Они просто встретились взглядами. Мать и дочь. Или две ровесницы. Или и то, и другое.
С ума сойти.
Но лучше переварить это именно сейчас. Ведь неизвестно ещё, что она о себе расскажет.
– Устойчивый коридор готов, господин.
– Кого отправишь?
– Я пойду сам, господин. Мы уже убедились, что в нашем случае нельзя полагаться на посредников, они всё портят.
– Логично. Но ты не был там больше десяти лет.
– Это не тот срок, за который всё может радикально измениться, господин.
– Будь на твоём месте другой, я бы велел ему постоянно быть на связи. Но тебя я таким приказом только оскорблю.
– Благодарю за доверие, господин. Я вернусь с ключом или не вернусь вовсе.
– Зная тебя, я в этом не сомневаюсь… Уверен, что твой соглядатай не упустит дамочку?
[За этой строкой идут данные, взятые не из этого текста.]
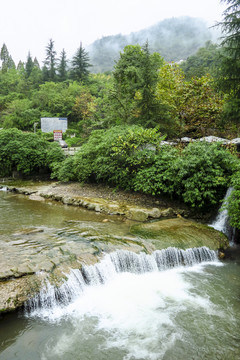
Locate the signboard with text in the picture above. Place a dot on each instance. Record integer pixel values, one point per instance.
(57, 135)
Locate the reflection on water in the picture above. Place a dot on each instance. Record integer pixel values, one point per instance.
(182, 313)
(177, 314)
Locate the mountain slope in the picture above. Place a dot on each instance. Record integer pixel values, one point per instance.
(174, 39)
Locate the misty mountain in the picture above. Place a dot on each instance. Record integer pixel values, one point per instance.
(175, 39)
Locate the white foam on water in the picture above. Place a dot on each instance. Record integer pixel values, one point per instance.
(136, 311)
(3, 188)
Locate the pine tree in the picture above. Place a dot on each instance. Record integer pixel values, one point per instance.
(80, 65)
(62, 68)
(29, 65)
(36, 63)
(50, 62)
(229, 77)
(7, 61)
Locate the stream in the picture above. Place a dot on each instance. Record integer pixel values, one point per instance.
(169, 313)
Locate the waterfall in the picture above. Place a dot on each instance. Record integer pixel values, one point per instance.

Он не произвёл на меня впечатления умного человека.
– Ему достаточно быть… проницательным. В его случае отсутствие интеллекта, скорее, достоинство. Не станет нести отсебятину, как монах.
– А что с твоим монахом?
– За него я спокоен, господин. Дерьмо не тонет. Хотя если я ошибся, горевать по такой потере не стану.
Всё забылось.
Нет, не так: всё отошло на второй план. Даже проблемы в семье старшей дочки и поджимающие сроки по изготовлению прототипа пистоля. Она едва не забыла злополучный штангенциркуль на рабочем месте. Юэмэй, заговорщически подмигнув, забрала его со стола и, сказав: «Положу, где взяла», – просто шагнула в дверь… и пропала на несколько секунд. Вернулась уже без инструмента.
– Пойдём, солнышко, – Яна вымученно улыбнулась. Ответом ей была совершенно искренняя улыбка дочери.
– Пойдём, мамочка.
Запереть дверь и сообщить папе о плохом самочувствии было делом двух минут. Юншань при виде белого, как мел, лица жены забеспокоился и поинтересовался, не нужен ли лекарь. Яне пришлось «включать» все свои актёрские способности, чтобы более-менее беспечно заявить: мол, ей плохо, но не до такой степени. А ей действительно было плохо. Пусть не телу, а душе, всё равно ощущение было далеко не из приятных.
«Она – моя дочь, – в голове неотвязно крутилась одна и та же мысль. – Моя дочь…»
Гостевой домик, тот самый, в котором Яна с Ваней провели первые два месяца жизни в этом мире, в дополнительной уборке не нуждался. Хян даже обиделась, когда госпожа заявила, что хочет там прибраться.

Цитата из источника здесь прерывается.